Semua pertemanan dalam hidupku, aku rayakan sesuai masanya.

⚠️ Beberapa kisah dalam buku ini mengandung tema sesama jenis dengan detail yang cukup jelas. Barangkali akan lebih nyaman untuk dibaca jika hal-hal yang dilakukan tidak dituliskan secara cukup eksplisit.

Judul: Museum Teman Baik
Penulis: Ruhaeni Intan, Kennial Laia, Bageur Al Ikhsan, Utiuts, Rassi Narika, Sri Izzati, Awi Chin, Reda Gaudiamo, Teguh Affandi, Cyntha Hariadi, Teddy W. Kusuma (Editor), Maesy Ang (Editor)
Tahun terbit: 2024
Penerbit: POST Press.

12 Comments

  • Sangat menarik konsep “Museum Teman Baik”! Melalui cerita-cerita yang disajikan, kita diajak untuk merenung lebih dalam tentang dinamika persahabatan. Ini bukan hanya sekadar bacaan, tapi juga sebuah perjalanan emosional yang mengajarkan kita arti penting persahabatan dalam berbagai fase kehidupan.

  • Kan jadi ikut penasaran nih sama bukunya…
    Memang ya dipikir lagi setelah hampir setengah abad usia ini, ternyata saya juga udah mengalami berbagai macam pertemanan karena berbagai hal… Sebagian besar teman itu sekarang hanya dalam kenangan

  • Buku ini bikin aku mikir ulang soal temen di usia dewasa—ada yang hilang, ada yang bertahan, semua ada masanya, dan itu nggak apa-apa. Rasanya campur aduk banget!

  • Buku yang cukup menarik dan sepertinya relate untuk orang-orang seusia yang memang lagi minim-minimnya pertemanan. Friendlist sosial media sih banyak, tapi yang intim emmang perlu maintenance yang lebih baik di usia dewasa seperti ini.
    Cuma ya itu ya, tentang sesama jenis sepertinya cukup annoying menurutku 😀

  • Wah, ada Sri Izzati! Aku tahu karyanya sejak zaman dia nulis KKPK waktu SD.
    Btw, begitulah pertemanan. Semakin usia beranjak tinggi, semakin kecil lingkaran pertemanan pribadi (bukan kenalan, relasi, atau rekan kerja).

  • Sepertinya bukunya menarik nih Kak, dari judulnya aja udah bikin Teddy ngelirik hehe. Lagi jarang baca buku fisik karena ke digital.

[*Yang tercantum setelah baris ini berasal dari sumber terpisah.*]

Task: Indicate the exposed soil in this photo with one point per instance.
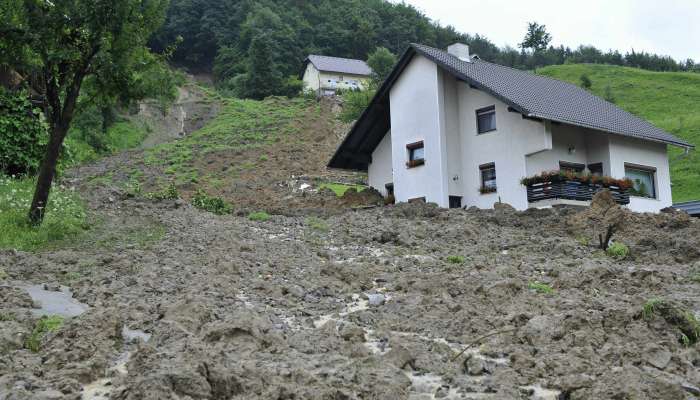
(354, 304)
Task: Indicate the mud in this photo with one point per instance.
(227, 308)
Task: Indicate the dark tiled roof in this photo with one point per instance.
(342, 65)
(532, 95)
(691, 207)
(547, 98)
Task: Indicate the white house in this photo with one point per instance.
(324, 75)
(458, 131)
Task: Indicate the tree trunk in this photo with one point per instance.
(47, 171)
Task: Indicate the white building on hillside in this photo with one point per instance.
(458, 131)
(325, 75)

    Bicara soal teman, Teddy bukanlah orang yang memiliki banyak teman dekat. Teman aja atau kenalan sih bisa dikatakan cukup banyak. Cukup asik juga ya kalau ada dibuat museumnya.

    Terima kasih ya Kak.

  • Buku Museum Teman Baik memberikan perspektif yang mendalam tentang pentingnya hubungan antarmanusia dengan pendekatan yang hangat dan penuh empati. Narasi yang disajikan terasa mengalir dan mudah dipahami, membuat pembaca merenungkan arti persahabatan sejati dalam kehidupan sehari-hari.